The Judgment by Latham CJ in Miller discussed that someone can still be a resident in a place if they choose or are directed to that place under a contract of employment, that is the predominant drive to live in that place was employment. It was noted that;
"the same thing might be said of many millions of people in the world who reside in a particular place only because they have to do their work at or near that place. But, if voluntary choice is to be regarded as an important element in determining residence, I see no reason why it should not be said that the respondent, in entering into an agreement to serve in such places as might be specified, voluntarily ordered his life so as to reside from time to time in those places as required by the exigencies of his duties."
Again, your situation can be contrasted to cases where the driving or only factor of being in a country was for their employment, and no or few other efforts were made to establish a permanent abode overseas or sever ties from Australia.
Conclusion - Domicile and Permanent place of abode test
You have an Australian domicile, but have established a permanent place of abode overseas, and will therefore be considered not to satisfy the domicile test for Australian residency purposes.
The 183-day test
Under this test, if you are actually present in Australia for more than half the income year, whether continuously or intermittently, you may be said to have a constructive residence in Australia unless it can be established that:
• your usual place of abode is outside Australia,
• you have no intention to take up residence here.

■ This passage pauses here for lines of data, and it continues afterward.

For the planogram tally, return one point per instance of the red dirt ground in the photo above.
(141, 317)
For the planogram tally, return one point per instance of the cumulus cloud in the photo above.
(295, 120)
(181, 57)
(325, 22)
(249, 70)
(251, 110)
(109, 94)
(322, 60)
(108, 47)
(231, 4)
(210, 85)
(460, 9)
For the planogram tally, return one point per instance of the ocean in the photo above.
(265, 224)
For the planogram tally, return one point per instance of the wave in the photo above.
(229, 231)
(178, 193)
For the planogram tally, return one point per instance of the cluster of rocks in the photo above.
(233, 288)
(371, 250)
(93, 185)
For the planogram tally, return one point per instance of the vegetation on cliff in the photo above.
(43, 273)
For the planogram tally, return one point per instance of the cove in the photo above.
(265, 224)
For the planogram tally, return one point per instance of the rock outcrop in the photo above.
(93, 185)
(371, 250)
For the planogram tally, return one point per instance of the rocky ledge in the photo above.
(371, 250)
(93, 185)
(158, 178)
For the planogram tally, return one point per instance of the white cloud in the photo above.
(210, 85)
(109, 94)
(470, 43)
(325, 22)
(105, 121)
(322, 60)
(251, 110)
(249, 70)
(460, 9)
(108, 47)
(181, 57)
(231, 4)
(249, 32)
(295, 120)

This test will not apply to your circumstances as you will not be present in Australia for more than half the income year.
The superannuation test
An individual is still considered to be a resident if that person is eligible to contribute to the PSS or the CSS, or that person is the spouse or child under 16 of such a person. To be eligible to contribute to those schemes, you must be or have been a Commonwealth Government employee.
This test will not apply to your circumstances as neither you or your spouse have been Commonwealth Government employees.
Your residency status
You have not satisfied any of the tests under subsection 6(1) of the ITAA 1936 and as such are non-resident of Australia for taxation purposes.
Assessability of foreign income
Section 6-5 and Section 6-10 of the ITAA 1997 specifies your assessable income as a foreign resident includes the ordinary and statutory income you derived directly or indirectly from all Australian sources during the income year and any other income which a provision includes on some basis other than having an Australian source.
You are not assessable in Australia on your foreign income from your overseas employment under section 6-5 of the ITAA 1997.